Sunday, December 16, 2007

I know I've bashed religion now and again in this space, and I've probably specifically bashed Christianity here as well. And with good reason. If my relationship with the church was a romantic one, the church would be the ex that I kept changing myself for, trying to make it work, but she never changed for me. And, leaving out the metaphysics, there are some fundamental errors of thought, in my clearly not particularly humble opinion.

But this is the time of year when I like to meditate on the parts of Christianity that I love, because item number one on that list is the Christmas story. The King of Kings, the Son of God, Savior of the World, all that, is born into abject poverty. Well, okay, maybe not abject poverty. I mean, yeah, he's sleeping in a manger and all, but that was really just because he forgot to make reservations. But even if Mary and Joseph were just sort of middle class (he was, after all, a carpenter), it's still a revolutionary story.

Before Jesus came along, kings came from kings, not mangers. (Buddha was a silver-spooned rich kid.) Well, okay, David was a shepherd who became king, but he didn't handle it particularly well, and it's not like he saved the world.

Christianity really is, at its heart, a religion for the poor. Even as it's been adopted by the rich, the powerful, and warped into its own opposite, the actual message of Christ is there at its heart, undercutting the attempts of, say, every Republican presidential candidate to pretend that Jesus was anti-tax, pro-torture, and a big fan of war.

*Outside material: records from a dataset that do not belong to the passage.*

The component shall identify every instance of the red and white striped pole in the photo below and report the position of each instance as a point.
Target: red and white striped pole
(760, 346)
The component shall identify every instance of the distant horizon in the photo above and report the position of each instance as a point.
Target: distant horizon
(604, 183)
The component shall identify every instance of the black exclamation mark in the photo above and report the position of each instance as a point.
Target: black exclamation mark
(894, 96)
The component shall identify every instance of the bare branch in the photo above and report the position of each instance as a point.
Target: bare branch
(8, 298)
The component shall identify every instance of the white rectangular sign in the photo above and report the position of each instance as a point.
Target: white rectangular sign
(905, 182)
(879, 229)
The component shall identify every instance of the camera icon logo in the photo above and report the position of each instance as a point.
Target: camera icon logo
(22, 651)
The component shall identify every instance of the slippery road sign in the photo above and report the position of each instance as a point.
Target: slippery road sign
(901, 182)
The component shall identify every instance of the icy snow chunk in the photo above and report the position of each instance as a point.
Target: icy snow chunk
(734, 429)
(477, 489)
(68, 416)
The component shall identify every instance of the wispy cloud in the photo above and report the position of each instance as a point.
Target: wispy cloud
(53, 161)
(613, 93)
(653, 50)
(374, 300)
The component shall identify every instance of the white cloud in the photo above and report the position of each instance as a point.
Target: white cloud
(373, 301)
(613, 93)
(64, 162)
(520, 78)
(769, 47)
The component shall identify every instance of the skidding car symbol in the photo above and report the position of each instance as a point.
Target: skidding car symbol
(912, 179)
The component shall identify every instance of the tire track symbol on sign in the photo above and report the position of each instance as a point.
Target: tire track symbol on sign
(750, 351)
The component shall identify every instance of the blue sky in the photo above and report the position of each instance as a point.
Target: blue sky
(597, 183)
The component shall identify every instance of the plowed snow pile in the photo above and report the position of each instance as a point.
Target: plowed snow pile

With the Messiah having been born in an animal trough, there was a little seed of thought planted that a poor person could grow up to exceed their expectations and do great things, and that God preferred peace to war. The Enlightenment grew out of those seeds, as did this country. That still doesn't mean we're a Christian nation. The point, actually, is that we're not. Jesus was first and foremost a critic of religion and religious institutions. He never went after the state.

All of that because Joseph didn't have access to Expedia. Pretty cool.